Rainer María Rilke, el gran poeta que nació en 1875 en Praga, en los tiempos del Imperio Austrohúngaro, y que murió de leucemia, en 1926, tributó a la rosa el homenaje de su propia vida. Cuenta la leyenda que su estado de salud —estaba enfermo de leucemia— se agravó por el pinchazo de una espina de alguna rosa que había cortado del jardín para regalar a una amiga. Era un hombre hipocondriaco, pero al mismo tiempo aventurero, itinerante. Hizo paradas en donde pudo y en donde alguna mujer se dejó amar y lo amó: San Petersburgo, Estocolmo, Florencia, Roma, París, Ginebra, Capri, Duino,Toledo …

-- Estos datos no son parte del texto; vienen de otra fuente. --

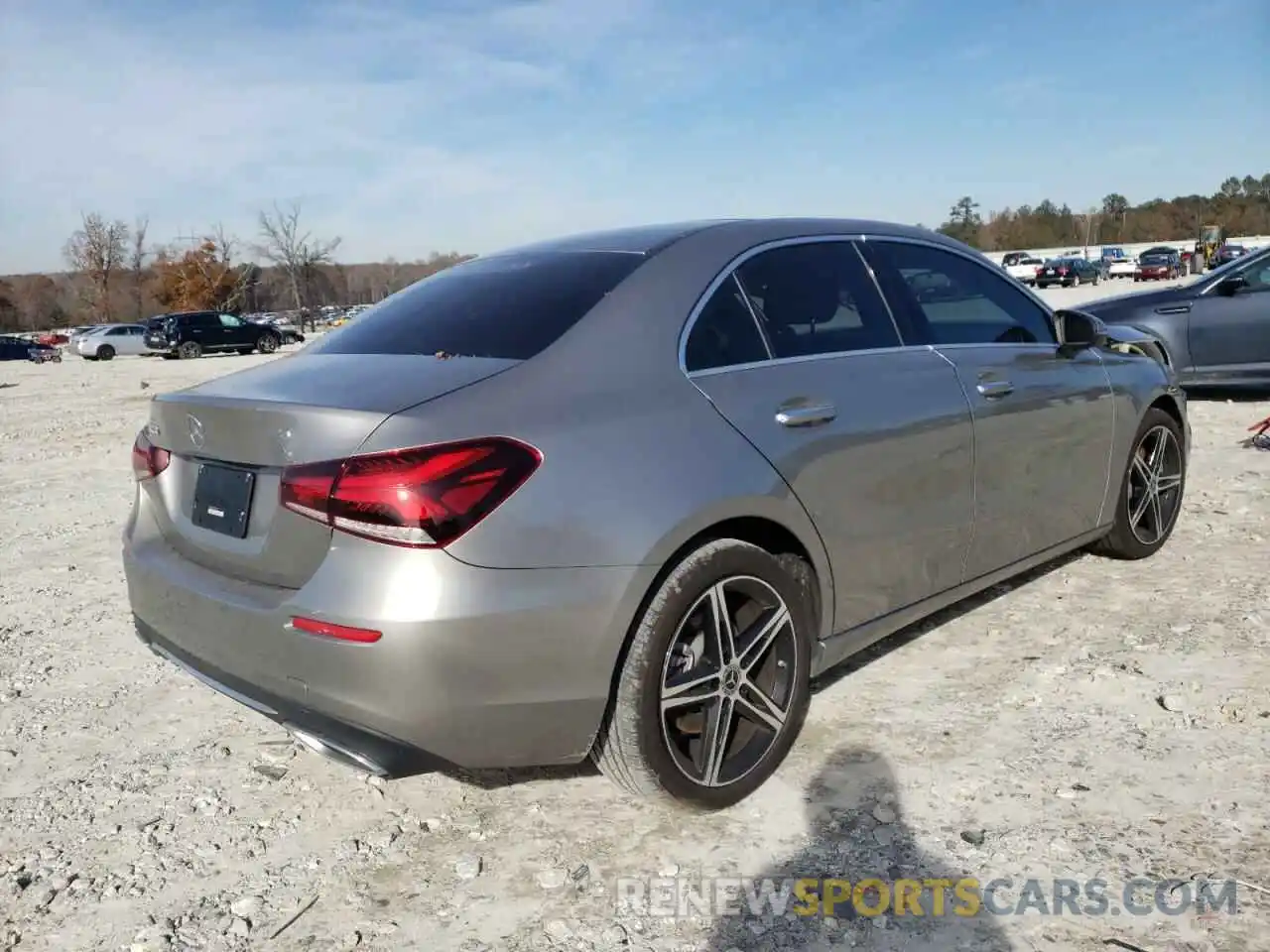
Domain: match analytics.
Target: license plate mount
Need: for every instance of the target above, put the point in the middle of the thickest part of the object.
(222, 499)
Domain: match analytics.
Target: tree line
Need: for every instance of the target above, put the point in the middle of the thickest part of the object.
(1239, 207)
(114, 273)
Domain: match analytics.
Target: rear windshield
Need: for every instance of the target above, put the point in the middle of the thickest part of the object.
(508, 306)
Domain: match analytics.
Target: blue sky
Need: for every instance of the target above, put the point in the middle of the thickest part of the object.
(456, 125)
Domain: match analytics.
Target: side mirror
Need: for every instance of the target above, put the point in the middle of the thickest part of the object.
(1079, 331)
(1232, 285)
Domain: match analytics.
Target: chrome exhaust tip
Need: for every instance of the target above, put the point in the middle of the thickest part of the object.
(334, 752)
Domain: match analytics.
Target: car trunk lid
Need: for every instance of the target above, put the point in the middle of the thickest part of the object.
(231, 438)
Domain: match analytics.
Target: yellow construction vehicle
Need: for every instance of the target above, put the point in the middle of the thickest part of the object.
(1206, 246)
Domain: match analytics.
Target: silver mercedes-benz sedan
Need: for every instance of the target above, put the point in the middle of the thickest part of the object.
(622, 495)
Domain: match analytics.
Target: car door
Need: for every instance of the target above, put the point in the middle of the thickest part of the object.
(1043, 421)
(203, 329)
(235, 330)
(1228, 334)
(117, 338)
(134, 340)
(874, 436)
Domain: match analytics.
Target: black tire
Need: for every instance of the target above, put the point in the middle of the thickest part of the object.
(635, 747)
(1129, 538)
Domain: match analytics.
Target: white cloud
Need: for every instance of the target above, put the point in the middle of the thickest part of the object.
(398, 131)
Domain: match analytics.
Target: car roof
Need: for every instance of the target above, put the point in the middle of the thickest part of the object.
(651, 239)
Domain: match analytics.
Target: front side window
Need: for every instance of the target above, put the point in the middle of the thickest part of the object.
(962, 302)
(817, 298)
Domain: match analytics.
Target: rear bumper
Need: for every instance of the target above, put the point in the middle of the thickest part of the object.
(476, 667)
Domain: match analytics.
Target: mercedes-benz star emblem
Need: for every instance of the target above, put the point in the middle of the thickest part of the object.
(195, 430)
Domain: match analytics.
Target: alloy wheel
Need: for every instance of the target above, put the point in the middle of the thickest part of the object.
(1155, 485)
(728, 680)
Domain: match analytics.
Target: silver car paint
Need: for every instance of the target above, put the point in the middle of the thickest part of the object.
(500, 651)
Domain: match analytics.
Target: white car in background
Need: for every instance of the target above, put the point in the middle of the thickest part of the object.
(1121, 267)
(112, 340)
(1023, 266)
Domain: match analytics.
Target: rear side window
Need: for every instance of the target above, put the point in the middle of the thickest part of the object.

A los 21 años se enamoró de Lou Salomé de 31. Ya antes lo habían hecho Nietzche, Freud y Mahler. Con él, ella tocó el cielo que, con sus brillantes contemporáneos, sólo había divisado desde lejos. Equívoco e irreverente escribió: “El amor vive en la palabra y muere en las acciones». Al lado de Marie von Thurn und Taxis escribió sus famosas Elegías del Duino.
Pero la rosa era su símbolo, su amada, su cenit, su nadir. A ella le dedicó los más hermosos versos de la lírica alemana, un conjunto de poemas en los que logra que, como Paracelso en su atanor, esa rosa, la única, resurja de las cenizas. “Una sola rosa es todas las rosas/ y es ésta: el irreemplazable, / el perfecto, el dócil vocablo, / que encuadra el texto de las cosas. /Cómo lograr decir sin ella / lo que fueron nuestras esperanzas, / y las tiernas intermitencias/ en nuestro incesante partir.”
Rilke se casó con la escultora Clara Wethoff pero su matrimonio duró muy poco. Pasó sus últimos años en el castillo de Muzot. Murió de leucemia el 29 de septiembre de 1926, a los 51 años. Lo enterraron en un cementerio cercano y en su lápida pusieron el epitafio que él mismo había entregado: “Rosa, oh contradicción pura en el deleite / de ser el sueño de nadie bajo tantos / párpados». La rosa de sus desvelos e ilusiones lo acompañó hasta el fin sin marchitarse.
Y lo hizo porque estuvo predestinado para ella. “Amiga de las horas en las que nadie queda, / en que todo se niega al corazón amargo; / consoladora cuya presencia atestigua / tantas caricias que flotan en el aire. / Si renunciamos a vivir, si renegamos / de lo que era y de lo por venir, / ¿pensamos, acaso, lo bastante en la insistente amiga / que a nuestro lado cumple con su labor de hada?”
A esa hada, el poeta le escribió: “Todos cuantos te buscan te tientan. / Y quienes te encuentran te atan / al gesto y a la imagen / Yo, en cambio, quiero comprenderte / como te comprende la tierra / con mi madurar madura tu reino”.
A las rosas de las casas y de los escaparates les escribió: “Te ponen en un simple jarrón / y he aquí que todo cambia.” Como cambian los muertos de mi vida, cuando miro ahora esa rosa blanca en el centro de mi mesa.